CANADIAN CHARTER OF RIGHTS AND FREEDOMSWhereas Canada is founded upon principles that recognize the supremacy of God and the rule of law:
Fortunately, our cousins to the south have awakened to the threat to fundamental freedoms:
“It is time — past time — to make plain that, while the pandemic poses many grave challenges, there is no world in which the Constitution tolerates color-coded executive edicts that reopen liquor stores and bike shops but shutter churches, synagogues and mosques,” Justice Neil Gorsuch stated in the New York ruling.

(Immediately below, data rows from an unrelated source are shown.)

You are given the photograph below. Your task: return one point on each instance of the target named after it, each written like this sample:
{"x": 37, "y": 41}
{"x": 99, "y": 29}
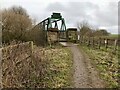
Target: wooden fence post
{"x": 99, "y": 43}
{"x": 31, "y": 47}
{"x": 106, "y": 42}
{"x": 93, "y": 41}
{"x": 115, "y": 44}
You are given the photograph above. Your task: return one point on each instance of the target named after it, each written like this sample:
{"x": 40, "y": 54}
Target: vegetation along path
{"x": 85, "y": 75}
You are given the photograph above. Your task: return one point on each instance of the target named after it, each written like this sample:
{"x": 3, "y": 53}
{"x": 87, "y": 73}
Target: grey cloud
{"x": 95, "y": 14}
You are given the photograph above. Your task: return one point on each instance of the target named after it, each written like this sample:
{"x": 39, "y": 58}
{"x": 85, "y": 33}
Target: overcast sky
{"x": 98, "y": 13}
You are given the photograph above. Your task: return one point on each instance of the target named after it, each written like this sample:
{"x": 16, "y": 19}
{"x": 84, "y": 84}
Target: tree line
{"x": 17, "y": 25}
{"x": 86, "y": 30}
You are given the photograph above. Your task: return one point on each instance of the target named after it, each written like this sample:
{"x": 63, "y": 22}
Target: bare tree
{"x": 16, "y": 22}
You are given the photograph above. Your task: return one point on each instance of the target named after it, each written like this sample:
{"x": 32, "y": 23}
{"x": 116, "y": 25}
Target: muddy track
{"x": 85, "y": 75}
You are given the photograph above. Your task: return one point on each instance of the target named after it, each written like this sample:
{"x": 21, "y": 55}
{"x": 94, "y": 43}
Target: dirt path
{"x": 85, "y": 76}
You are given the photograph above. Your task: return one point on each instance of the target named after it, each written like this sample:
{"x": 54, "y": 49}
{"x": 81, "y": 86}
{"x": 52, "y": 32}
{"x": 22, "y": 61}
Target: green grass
{"x": 59, "y": 68}
{"x": 106, "y": 63}
{"x": 112, "y": 36}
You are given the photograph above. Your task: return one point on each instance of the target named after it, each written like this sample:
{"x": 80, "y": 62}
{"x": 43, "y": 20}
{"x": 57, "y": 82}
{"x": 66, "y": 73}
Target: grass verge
{"x": 106, "y": 63}
{"x": 59, "y": 68}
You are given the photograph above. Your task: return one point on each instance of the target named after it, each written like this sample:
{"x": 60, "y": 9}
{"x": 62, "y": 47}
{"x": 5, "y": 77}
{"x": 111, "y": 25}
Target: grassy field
{"x": 112, "y": 36}
{"x": 106, "y": 63}
{"x": 58, "y": 72}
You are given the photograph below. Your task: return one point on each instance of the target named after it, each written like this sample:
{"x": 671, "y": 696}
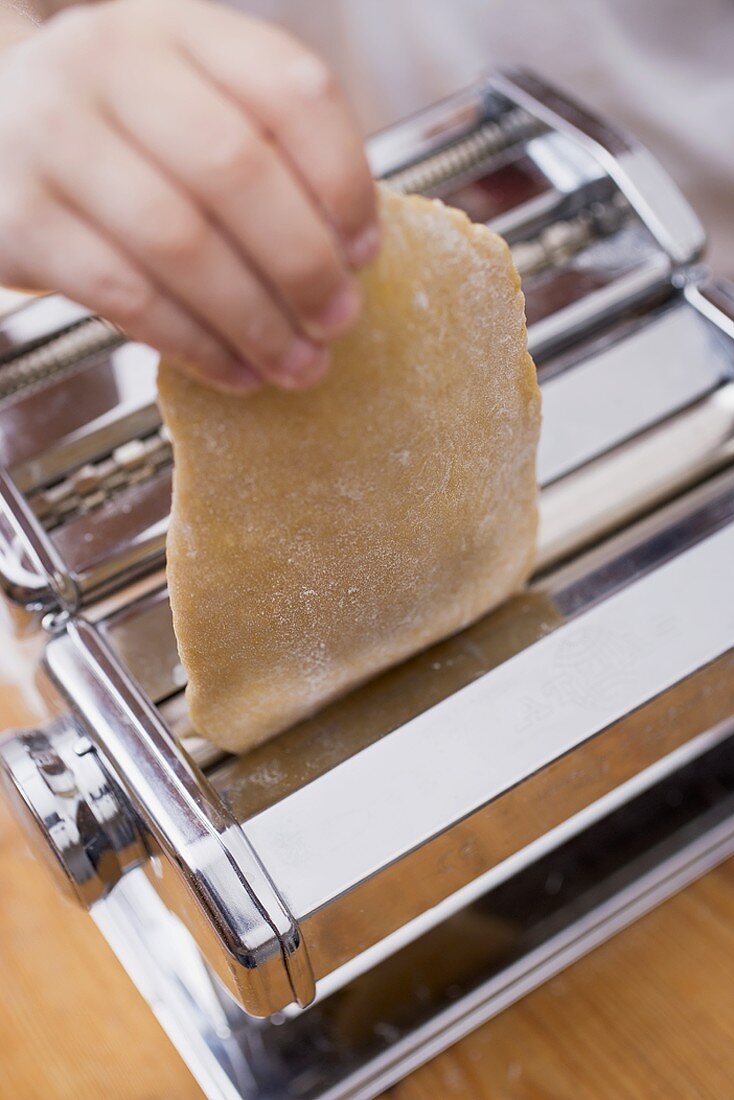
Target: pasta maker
{"x": 316, "y": 917}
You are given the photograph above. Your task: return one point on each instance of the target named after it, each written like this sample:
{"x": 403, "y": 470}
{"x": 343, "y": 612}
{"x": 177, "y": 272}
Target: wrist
{"x": 15, "y": 25}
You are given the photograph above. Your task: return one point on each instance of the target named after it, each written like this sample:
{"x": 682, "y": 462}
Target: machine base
{"x": 361, "y": 1038}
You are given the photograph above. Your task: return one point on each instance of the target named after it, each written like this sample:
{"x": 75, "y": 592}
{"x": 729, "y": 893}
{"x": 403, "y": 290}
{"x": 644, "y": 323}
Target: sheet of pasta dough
{"x": 320, "y": 536}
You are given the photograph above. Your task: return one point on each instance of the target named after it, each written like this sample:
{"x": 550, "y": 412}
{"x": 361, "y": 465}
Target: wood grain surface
{"x": 648, "y": 1015}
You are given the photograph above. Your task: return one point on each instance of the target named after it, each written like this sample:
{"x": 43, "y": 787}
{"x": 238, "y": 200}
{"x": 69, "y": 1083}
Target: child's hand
{"x": 192, "y": 174}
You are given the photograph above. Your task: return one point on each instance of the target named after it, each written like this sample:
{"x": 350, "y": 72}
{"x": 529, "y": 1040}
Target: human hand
{"x": 195, "y": 176}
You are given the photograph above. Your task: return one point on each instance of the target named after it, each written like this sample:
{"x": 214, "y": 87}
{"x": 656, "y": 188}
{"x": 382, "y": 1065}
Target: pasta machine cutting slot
{"x": 316, "y": 917}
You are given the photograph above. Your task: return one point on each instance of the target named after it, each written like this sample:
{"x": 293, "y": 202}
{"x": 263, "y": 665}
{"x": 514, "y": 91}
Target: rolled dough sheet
{"x": 320, "y": 536}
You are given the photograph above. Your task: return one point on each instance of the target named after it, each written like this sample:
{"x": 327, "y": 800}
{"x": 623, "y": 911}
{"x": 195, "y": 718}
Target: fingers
{"x": 198, "y": 179}
{"x": 241, "y": 179}
{"x": 296, "y": 100}
{"x": 108, "y": 283}
{"x": 159, "y": 227}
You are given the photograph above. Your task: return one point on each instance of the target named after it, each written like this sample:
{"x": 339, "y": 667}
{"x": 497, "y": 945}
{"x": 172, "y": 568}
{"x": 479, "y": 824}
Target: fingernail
{"x": 364, "y": 246}
{"x": 341, "y": 310}
{"x": 299, "y": 360}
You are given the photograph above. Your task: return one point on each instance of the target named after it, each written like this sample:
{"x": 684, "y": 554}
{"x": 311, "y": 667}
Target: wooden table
{"x": 648, "y": 1015}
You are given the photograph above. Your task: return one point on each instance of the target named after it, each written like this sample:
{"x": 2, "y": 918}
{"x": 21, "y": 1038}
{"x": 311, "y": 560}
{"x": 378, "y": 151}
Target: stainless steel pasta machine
{"x": 316, "y": 917}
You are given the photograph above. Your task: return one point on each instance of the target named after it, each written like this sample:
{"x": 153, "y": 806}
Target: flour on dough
{"x": 320, "y": 536}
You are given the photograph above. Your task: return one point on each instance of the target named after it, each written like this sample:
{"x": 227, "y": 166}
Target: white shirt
{"x": 664, "y": 69}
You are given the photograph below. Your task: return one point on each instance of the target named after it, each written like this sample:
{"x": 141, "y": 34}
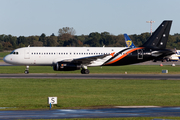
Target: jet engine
{"x": 66, "y": 66}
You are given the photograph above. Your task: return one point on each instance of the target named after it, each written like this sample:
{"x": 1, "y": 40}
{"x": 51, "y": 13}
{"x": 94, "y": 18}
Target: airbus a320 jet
{"x": 76, "y": 58}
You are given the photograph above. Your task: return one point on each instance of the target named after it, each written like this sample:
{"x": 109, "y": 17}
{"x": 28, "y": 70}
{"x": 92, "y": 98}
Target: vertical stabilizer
{"x": 129, "y": 42}
{"x": 160, "y": 36}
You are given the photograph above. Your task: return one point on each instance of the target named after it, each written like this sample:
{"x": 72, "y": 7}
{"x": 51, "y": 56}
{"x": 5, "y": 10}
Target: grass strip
{"x": 130, "y": 69}
{"x": 88, "y": 93}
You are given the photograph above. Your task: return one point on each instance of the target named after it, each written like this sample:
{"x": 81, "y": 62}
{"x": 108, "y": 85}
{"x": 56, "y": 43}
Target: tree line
{"x": 66, "y": 37}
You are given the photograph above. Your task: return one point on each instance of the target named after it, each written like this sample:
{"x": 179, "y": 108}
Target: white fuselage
{"x": 48, "y": 56}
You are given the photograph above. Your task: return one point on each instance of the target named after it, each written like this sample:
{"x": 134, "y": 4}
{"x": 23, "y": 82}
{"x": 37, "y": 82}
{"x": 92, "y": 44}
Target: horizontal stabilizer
{"x": 159, "y": 38}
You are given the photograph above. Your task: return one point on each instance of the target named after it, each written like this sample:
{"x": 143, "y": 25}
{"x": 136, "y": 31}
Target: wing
{"x": 100, "y": 59}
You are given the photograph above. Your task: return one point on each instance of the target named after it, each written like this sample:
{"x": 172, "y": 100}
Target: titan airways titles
{"x": 76, "y": 58}
{"x": 173, "y": 57}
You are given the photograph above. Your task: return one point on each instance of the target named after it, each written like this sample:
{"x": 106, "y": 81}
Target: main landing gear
{"x": 85, "y": 70}
{"x": 26, "y": 70}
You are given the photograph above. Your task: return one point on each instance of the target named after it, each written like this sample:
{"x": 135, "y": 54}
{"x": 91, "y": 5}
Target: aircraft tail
{"x": 128, "y": 41}
{"x": 159, "y": 38}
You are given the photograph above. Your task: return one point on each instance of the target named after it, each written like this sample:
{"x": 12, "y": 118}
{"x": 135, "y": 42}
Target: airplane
{"x": 76, "y": 58}
{"x": 129, "y": 42}
{"x": 173, "y": 57}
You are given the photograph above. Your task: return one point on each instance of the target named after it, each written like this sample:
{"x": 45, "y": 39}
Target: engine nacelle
{"x": 66, "y": 66}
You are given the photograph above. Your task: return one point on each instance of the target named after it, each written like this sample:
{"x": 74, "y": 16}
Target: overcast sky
{"x": 34, "y": 17}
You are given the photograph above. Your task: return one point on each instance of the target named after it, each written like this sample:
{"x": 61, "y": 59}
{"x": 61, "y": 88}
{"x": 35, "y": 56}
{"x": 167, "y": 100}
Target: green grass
{"x": 130, "y": 69}
{"x": 72, "y": 93}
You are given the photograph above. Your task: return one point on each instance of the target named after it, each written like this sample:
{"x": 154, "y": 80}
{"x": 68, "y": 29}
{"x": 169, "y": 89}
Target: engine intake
{"x": 66, "y": 66}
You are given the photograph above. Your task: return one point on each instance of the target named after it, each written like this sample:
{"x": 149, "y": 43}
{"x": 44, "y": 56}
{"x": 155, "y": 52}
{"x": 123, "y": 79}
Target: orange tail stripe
{"x": 124, "y": 55}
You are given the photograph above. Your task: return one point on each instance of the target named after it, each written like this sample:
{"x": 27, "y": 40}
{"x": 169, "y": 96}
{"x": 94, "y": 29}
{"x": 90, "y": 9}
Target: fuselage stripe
{"x": 130, "y": 51}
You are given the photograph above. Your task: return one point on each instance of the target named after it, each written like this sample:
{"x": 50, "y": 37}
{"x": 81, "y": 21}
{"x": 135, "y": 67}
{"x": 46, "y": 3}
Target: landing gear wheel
{"x": 85, "y": 71}
{"x": 26, "y": 72}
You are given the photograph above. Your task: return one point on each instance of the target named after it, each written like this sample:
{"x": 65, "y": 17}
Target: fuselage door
{"x": 26, "y": 54}
{"x": 140, "y": 54}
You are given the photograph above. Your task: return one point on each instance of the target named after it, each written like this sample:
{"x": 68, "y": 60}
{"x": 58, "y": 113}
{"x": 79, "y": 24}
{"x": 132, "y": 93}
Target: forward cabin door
{"x": 26, "y": 54}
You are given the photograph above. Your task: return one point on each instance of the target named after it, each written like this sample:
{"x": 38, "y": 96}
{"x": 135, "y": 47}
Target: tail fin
{"x": 128, "y": 41}
{"x": 160, "y": 36}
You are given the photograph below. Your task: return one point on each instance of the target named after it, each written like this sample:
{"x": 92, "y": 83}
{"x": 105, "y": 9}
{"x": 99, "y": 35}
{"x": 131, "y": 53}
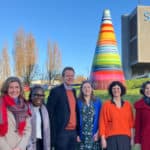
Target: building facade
{"x": 136, "y": 43}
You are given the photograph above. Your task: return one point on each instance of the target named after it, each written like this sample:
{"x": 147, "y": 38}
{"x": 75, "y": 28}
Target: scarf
{"x": 147, "y": 100}
{"x": 20, "y": 112}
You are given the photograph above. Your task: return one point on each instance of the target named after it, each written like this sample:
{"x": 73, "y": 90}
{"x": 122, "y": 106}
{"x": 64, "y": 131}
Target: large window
{"x": 133, "y": 27}
{"x": 133, "y": 51}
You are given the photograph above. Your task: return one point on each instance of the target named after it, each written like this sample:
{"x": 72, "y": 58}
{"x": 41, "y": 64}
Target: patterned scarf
{"x": 20, "y": 111}
{"x": 147, "y": 100}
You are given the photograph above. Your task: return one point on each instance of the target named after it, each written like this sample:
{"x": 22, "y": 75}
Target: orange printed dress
{"x": 114, "y": 120}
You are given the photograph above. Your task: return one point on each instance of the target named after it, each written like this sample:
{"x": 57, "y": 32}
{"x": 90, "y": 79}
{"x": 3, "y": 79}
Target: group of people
{"x": 70, "y": 123}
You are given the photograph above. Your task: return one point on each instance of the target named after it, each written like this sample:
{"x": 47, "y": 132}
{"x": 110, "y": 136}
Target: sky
{"x": 73, "y": 24}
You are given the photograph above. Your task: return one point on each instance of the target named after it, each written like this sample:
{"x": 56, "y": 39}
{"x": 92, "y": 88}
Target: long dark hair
{"x": 81, "y": 95}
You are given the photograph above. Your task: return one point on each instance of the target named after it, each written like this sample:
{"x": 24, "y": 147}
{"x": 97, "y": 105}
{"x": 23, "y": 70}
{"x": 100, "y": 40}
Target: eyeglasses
{"x": 39, "y": 95}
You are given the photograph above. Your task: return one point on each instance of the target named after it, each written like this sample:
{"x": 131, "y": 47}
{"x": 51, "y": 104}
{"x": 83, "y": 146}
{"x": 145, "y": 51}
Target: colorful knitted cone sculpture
{"x": 106, "y": 65}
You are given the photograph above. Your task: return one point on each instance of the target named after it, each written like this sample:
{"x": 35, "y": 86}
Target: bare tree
{"x": 25, "y": 56}
{"x": 53, "y": 62}
{"x": 5, "y": 64}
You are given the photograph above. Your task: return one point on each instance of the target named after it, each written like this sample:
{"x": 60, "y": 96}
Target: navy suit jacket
{"x": 59, "y": 111}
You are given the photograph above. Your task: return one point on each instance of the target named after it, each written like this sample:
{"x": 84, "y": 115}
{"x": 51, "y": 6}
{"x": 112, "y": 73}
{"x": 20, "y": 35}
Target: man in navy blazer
{"x": 61, "y": 106}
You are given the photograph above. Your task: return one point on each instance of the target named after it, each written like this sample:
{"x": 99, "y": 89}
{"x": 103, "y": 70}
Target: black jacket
{"x": 59, "y": 111}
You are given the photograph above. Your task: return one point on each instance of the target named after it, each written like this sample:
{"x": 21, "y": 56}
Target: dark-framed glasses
{"x": 39, "y": 95}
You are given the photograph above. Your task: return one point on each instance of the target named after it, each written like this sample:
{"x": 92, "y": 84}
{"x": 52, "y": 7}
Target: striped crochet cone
{"x": 106, "y": 65}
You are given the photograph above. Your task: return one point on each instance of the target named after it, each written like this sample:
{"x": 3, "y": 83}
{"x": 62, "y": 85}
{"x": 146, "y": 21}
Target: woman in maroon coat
{"x": 142, "y": 118}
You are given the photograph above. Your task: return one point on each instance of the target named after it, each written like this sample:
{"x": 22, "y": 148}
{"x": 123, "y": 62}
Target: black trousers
{"x": 118, "y": 142}
{"x": 39, "y": 144}
{"x": 66, "y": 140}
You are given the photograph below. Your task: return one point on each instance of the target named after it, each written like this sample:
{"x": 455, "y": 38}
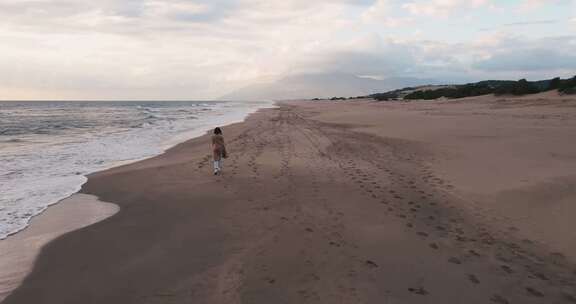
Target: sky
{"x": 203, "y": 49}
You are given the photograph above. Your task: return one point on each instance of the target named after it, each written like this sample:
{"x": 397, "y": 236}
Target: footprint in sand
{"x": 472, "y": 278}
{"x": 507, "y": 269}
{"x": 419, "y": 291}
{"x": 533, "y": 292}
{"x": 499, "y": 299}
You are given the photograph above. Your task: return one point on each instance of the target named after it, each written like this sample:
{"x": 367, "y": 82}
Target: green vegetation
{"x": 497, "y": 87}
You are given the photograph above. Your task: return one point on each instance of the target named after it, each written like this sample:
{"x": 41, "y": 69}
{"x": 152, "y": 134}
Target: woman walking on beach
{"x": 218, "y": 150}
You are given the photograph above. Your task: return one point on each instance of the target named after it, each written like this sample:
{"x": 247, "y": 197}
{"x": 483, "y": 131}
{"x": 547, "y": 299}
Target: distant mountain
{"x": 306, "y": 86}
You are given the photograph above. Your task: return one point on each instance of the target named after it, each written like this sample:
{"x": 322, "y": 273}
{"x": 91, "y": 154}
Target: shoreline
{"x": 20, "y": 250}
{"x": 43, "y": 228}
{"x": 164, "y": 147}
{"x": 323, "y": 202}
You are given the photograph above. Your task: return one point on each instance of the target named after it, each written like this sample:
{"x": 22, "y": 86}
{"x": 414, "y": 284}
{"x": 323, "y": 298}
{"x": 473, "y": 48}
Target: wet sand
{"x": 441, "y": 202}
{"x": 19, "y": 251}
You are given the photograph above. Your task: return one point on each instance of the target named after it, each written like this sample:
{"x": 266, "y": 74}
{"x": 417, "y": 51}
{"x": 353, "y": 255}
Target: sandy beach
{"x": 459, "y": 201}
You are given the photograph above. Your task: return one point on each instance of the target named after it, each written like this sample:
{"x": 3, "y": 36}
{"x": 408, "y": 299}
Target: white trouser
{"x": 217, "y": 165}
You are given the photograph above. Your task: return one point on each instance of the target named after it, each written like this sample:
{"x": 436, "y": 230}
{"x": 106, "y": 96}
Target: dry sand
{"x": 464, "y": 201}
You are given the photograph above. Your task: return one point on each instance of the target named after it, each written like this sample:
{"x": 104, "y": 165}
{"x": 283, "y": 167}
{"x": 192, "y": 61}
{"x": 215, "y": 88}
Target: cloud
{"x": 518, "y": 54}
{"x": 442, "y": 8}
{"x": 203, "y": 49}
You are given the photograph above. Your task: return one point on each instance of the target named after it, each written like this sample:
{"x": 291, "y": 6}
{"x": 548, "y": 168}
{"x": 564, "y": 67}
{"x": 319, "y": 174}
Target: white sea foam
{"x": 46, "y": 150}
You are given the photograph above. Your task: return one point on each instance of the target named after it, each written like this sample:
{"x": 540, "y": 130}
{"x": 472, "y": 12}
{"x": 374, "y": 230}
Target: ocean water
{"x": 47, "y": 148}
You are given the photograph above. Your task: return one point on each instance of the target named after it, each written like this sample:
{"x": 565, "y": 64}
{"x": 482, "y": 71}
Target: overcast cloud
{"x": 193, "y": 49}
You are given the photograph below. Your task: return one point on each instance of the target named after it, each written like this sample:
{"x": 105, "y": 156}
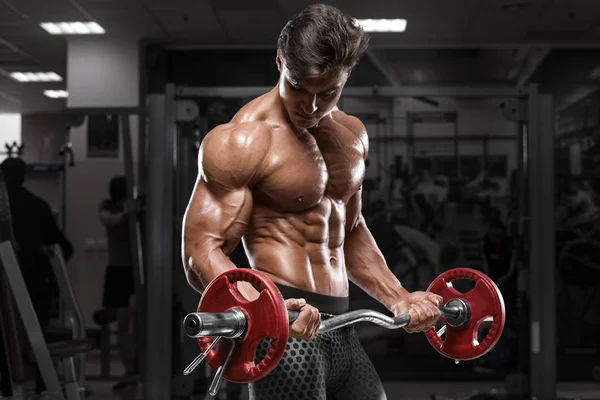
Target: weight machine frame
{"x": 76, "y": 117}
{"x": 535, "y": 167}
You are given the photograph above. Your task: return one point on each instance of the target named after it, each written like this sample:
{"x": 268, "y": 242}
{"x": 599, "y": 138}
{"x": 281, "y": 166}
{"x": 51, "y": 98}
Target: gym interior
{"x": 482, "y": 118}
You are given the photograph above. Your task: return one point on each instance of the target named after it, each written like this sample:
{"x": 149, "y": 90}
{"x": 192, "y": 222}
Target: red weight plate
{"x": 266, "y": 317}
{"x": 484, "y": 300}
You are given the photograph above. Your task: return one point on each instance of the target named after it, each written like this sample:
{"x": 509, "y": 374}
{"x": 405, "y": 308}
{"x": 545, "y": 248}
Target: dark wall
{"x": 230, "y": 68}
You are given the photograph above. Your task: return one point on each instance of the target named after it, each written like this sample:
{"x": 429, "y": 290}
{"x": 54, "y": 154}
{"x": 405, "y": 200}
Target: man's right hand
{"x": 308, "y": 321}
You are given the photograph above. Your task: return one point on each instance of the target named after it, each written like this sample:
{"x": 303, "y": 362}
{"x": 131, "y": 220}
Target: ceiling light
{"x": 56, "y": 94}
{"x": 72, "y": 28}
{"x": 382, "y": 25}
{"x": 36, "y": 77}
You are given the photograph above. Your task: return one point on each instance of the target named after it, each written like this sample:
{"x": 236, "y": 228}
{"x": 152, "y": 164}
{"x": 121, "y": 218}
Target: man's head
{"x": 14, "y": 170}
{"x": 316, "y": 51}
{"x": 118, "y": 189}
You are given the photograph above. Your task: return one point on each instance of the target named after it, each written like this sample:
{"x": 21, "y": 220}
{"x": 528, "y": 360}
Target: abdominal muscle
{"x": 301, "y": 250}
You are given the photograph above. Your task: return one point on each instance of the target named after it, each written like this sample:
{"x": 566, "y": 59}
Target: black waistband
{"x": 325, "y": 304}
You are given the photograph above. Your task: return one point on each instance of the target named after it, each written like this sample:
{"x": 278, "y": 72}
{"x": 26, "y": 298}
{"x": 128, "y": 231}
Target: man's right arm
{"x": 229, "y": 164}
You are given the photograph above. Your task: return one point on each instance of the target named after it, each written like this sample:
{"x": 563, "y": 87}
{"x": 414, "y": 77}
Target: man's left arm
{"x": 365, "y": 263}
{"x": 367, "y": 268}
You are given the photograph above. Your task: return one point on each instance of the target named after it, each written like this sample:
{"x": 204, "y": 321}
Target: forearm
{"x": 367, "y": 268}
{"x": 201, "y": 270}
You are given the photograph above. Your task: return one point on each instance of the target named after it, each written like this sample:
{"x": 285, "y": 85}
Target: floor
{"x": 405, "y": 390}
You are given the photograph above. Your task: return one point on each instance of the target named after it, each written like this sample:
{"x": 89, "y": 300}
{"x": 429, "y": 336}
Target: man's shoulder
{"x": 238, "y": 137}
{"x": 353, "y": 125}
{"x": 234, "y": 153}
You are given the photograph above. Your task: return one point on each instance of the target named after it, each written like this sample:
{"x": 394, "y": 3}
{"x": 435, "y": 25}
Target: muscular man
{"x": 285, "y": 175}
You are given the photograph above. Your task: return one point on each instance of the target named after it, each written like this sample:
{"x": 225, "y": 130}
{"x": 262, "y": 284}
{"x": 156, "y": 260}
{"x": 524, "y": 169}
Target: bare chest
{"x": 309, "y": 168}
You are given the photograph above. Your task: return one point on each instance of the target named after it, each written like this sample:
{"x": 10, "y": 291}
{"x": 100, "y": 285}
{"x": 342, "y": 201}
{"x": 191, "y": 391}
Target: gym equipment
{"x": 223, "y": 312}
{"x": 14, "y": 149}
{"x": 76, "y": 117}
{"x": 579, "y": 263}
{"x": 46, "y": 354}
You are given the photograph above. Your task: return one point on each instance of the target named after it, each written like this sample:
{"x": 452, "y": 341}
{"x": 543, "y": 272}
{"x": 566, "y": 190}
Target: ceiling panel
{"x": 255, "y": 26}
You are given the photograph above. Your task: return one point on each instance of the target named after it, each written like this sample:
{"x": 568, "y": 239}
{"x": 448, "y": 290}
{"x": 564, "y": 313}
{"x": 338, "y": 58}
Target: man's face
{"x": 310, "y": 99}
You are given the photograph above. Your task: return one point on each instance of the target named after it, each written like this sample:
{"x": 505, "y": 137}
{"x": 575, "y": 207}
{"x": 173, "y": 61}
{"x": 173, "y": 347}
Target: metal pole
{"x": 159, "y": 245}
{"x": 8, "y": 260}
{"x": 542, "y": 228}
{"x": 410, "y": 145}
{"x": 135, "y": 242}
{"x": 456, "y": 148}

Given the otherwise fair and measured exercise of her office, it is highly unlikely that Dr. Henry is a bigot knowingly bent on trampling upon our fundamental rights and freedoms. More likely, and with all due respect for her medical credentials and person, she is merely ignorant or restrained by other people's ignorance. Her reductionist outlook begs a response. Our job is to awaken in her and others the understanding that we have a right to express our faith in public in responsible ways. Furthermore, the common good requires that people have access to the institutions that ennoble and protect that which the government cannot and too frequently does not. So saith the Charter. No one is arguing that there may not be reasonable limits which protect the public health, for example. However, because religious buildings are being shuttered while liquor stores and pubs remain open, the proscriptive actions currently imposed upon churches, synagogues and mosques constitute unreasonable limits.
Are the restrictions imposed upon Canadians by various provincial governments "reasonable limits... demonstrably justified"? Religious Canadians would say 'no'. Politicians fear that religious meetings could become "super-spreader" events. What is the basis for such a concern? What religious community has become a super-spreader event? None, after many communities have offered limited and responsible openings. Meanwhile, nursing homes have become morgues littered with the bodies of people who trusted in health professionals to keep them safe. Them's the facts. Churches have done a far better job of implementing health precautions than most other institutions.
In all likelihood, once a vaccine is distributed and mitigates fear and the repressive acts of states, all of the above concerns will likely recede quickly from memory. Though, like cholesterol built up in the veins of society, or a cancer unchecked, a willed ignorance of human beings' needs beyond the material will have metastasized in people's minds and will have enabled greater hostility toward people of faith and the free exercise of religion. Responsible resistance to blind acceptance of government policies is part of any and every healthy society. It is the Christian's duty to inoculate society against dangerous viruses that would otherwise go unnoticed. To deny the dangers of covid19 is stupid. To deny the dangers of indifference to the virus of bigotry and ignorance is suicidal.
Saint Thomas More, patron of politicians: pray for them.Saint Camillus de Lellis, patron of the sick, hospitals, nurses and physicians: pray for them.